Açıklama: Hadis mütabileriyle birlikte sahihtir.
Bize Ebû Ahmed ez-Zübheyrî, ona Ebân b. Abdullah, ona da Ebû Müslim rivâyet etti: "Ebû Ümâme'nin (ra) yanına girdim, kendisi mescitte böcekleri alıp çakılların içine gömüyordu. Ona dedim ki: "- Ey Ebû Ümâme! Biri bana, senin 'Rasûlullah'tan (sav) duydum' diyerek naklettiğin şu hadisi rivâyet etti: "Kim güzelce abdest alır, suyu uzuvlara iyice ulaştırır; elini, yüzünü yıkar, başını, kulaklarını mesh eder, sonra kalkıp farz olan namazı kılarsa, Cenâb-ı Hak onun o gün ayaklarının yürüyerek, ellerinin tutarak, kulaklarının işiterek, kalbinin içinden geçirerek işlediği (küçük) günahlarını bağışlar." Bunun üzerine Ebû Ümâme (ra), "Vallahi, bunu Allah Rasûlü'nden sayamayacağım kadar çok kez işittim" dedi.

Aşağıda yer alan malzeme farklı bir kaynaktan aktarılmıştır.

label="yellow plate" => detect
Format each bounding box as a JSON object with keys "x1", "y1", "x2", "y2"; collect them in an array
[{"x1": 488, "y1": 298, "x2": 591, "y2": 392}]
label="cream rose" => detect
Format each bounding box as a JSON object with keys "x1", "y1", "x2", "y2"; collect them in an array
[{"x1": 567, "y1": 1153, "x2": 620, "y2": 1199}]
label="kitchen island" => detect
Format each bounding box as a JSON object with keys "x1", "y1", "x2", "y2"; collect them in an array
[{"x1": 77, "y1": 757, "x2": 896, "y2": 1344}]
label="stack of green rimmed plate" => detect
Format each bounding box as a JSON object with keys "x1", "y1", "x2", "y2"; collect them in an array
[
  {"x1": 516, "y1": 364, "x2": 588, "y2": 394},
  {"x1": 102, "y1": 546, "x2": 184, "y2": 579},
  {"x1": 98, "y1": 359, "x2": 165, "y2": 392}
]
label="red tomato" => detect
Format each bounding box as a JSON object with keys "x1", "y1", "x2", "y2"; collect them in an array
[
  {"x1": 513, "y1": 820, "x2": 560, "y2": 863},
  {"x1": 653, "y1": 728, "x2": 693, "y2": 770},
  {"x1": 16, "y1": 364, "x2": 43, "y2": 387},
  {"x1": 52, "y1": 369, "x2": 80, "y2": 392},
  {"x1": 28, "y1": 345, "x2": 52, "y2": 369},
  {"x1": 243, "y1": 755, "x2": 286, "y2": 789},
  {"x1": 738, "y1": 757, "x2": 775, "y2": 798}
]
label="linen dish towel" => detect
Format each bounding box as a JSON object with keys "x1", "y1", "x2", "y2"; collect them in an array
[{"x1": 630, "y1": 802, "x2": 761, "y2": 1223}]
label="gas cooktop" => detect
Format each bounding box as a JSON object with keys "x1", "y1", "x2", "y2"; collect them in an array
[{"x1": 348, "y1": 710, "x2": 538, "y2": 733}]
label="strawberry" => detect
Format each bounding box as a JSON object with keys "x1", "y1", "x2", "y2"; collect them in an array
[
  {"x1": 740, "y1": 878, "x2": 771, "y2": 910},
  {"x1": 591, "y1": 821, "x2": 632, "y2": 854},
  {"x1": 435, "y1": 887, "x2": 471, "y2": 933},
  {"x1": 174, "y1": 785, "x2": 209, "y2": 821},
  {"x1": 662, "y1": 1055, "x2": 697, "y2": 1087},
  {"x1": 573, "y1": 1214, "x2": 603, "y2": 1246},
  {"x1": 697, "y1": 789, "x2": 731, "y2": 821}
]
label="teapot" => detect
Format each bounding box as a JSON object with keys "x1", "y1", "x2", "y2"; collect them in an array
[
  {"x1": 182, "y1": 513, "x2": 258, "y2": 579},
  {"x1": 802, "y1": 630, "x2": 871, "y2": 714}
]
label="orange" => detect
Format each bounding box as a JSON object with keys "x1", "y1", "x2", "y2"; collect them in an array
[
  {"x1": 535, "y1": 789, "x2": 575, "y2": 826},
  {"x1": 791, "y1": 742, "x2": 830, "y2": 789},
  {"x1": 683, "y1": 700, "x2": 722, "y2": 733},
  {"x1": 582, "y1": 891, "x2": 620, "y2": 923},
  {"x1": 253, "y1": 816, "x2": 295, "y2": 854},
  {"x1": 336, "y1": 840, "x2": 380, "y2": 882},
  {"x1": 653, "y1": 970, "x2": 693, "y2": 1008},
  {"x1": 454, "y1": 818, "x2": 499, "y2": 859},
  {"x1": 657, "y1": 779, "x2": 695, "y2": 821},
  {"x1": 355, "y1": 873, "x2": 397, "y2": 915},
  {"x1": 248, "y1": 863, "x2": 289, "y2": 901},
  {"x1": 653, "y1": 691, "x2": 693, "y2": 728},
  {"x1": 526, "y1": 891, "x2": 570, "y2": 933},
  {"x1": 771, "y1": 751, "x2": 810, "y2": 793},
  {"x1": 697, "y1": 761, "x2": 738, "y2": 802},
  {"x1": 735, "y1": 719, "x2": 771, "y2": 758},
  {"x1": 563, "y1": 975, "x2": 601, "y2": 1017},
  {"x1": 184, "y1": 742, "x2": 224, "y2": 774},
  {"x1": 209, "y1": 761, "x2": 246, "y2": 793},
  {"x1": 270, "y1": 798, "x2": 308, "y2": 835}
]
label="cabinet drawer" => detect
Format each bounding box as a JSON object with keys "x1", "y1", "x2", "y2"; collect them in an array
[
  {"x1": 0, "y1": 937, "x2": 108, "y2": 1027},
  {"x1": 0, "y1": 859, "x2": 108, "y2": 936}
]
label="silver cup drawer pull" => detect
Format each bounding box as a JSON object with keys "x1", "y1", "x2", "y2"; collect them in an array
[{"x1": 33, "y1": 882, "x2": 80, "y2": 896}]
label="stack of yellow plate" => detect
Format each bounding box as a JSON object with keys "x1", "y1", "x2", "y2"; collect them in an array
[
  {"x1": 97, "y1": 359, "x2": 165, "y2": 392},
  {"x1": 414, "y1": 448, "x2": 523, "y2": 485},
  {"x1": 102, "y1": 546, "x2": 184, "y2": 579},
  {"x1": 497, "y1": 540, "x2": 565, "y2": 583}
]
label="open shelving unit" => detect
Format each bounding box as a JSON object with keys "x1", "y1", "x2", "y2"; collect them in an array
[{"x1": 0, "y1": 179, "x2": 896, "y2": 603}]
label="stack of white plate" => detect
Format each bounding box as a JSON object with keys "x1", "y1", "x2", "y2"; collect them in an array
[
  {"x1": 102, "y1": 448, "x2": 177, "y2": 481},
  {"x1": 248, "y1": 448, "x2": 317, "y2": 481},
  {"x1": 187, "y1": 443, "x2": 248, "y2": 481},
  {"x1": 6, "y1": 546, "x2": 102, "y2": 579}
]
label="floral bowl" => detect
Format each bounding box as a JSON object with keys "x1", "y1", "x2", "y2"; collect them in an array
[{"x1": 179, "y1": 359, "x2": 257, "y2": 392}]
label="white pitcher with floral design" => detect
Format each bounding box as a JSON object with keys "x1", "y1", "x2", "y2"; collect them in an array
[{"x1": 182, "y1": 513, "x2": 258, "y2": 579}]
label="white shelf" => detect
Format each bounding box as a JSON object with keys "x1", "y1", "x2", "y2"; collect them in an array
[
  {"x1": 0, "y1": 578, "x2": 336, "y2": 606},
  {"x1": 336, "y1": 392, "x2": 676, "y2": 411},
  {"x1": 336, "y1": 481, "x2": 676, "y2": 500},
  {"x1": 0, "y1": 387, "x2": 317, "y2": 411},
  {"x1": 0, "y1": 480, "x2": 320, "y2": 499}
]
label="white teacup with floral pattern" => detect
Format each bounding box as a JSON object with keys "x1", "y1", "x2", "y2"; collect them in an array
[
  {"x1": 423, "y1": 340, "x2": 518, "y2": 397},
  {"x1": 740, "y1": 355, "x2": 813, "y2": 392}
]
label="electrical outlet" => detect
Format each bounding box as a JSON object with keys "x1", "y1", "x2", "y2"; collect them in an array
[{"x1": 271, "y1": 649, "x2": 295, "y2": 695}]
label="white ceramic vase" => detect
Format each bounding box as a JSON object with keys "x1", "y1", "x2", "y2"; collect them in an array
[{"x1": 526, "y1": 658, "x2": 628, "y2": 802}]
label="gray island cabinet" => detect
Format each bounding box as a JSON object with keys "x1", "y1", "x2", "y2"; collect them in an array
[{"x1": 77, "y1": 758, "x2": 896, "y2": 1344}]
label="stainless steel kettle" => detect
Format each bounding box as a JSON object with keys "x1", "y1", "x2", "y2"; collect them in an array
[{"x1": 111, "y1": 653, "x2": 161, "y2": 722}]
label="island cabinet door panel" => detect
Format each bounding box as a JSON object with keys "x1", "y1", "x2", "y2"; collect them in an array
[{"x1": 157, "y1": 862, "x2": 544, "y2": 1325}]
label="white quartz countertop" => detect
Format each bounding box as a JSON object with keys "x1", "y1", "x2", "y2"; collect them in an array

Açıklama: Hadis mütabileriyle birlikte sahihtir.
Bize Ahmed b. Abdülmelik, ona Sehl b. Ebî Sadaka, ona Kesîr Ebû'l-Fadl et-Tafâvî, ona da Yusuf b. Abdullah b. Selâm rivâyet etti: "Vefatı ile neticelenen hastalığı sırasında Ebû'd-Derdâ'yı (ra) ziyaret etmiştim. Banja; "- Ey kardeşimin oğlu! Seni bu şehre getiren nedir -ya da seni buraya ne getirdi- ? " diye sordu. Ben; "- Sadece seninle babam Abdullah b. Selam arasında olan olan dostluk sebebiyle sıla yapmak için geldim" dedim. Ebû'd-Derdâ (ra) dedi ki: "- Şu an yalan söylenecek bir zaman değil, (onun için dediklerimi iyi dinle). Ben Rasûlullah'ın (sav) şöyle dediğini işittim: "Her kim güzelce abdest alır, sonra kalkar iki -ya da dört- (Burada râvî Sehl iki ile dört arasında tereddüt etti) rekât namaz kılar ve bu namazda zikrini ve huşûunu güzelce yapar, sonra da sonra Azîz ve Celîl olan Allah'tan mağfiret dilerse, Allah da onun günahlarını bağışlar."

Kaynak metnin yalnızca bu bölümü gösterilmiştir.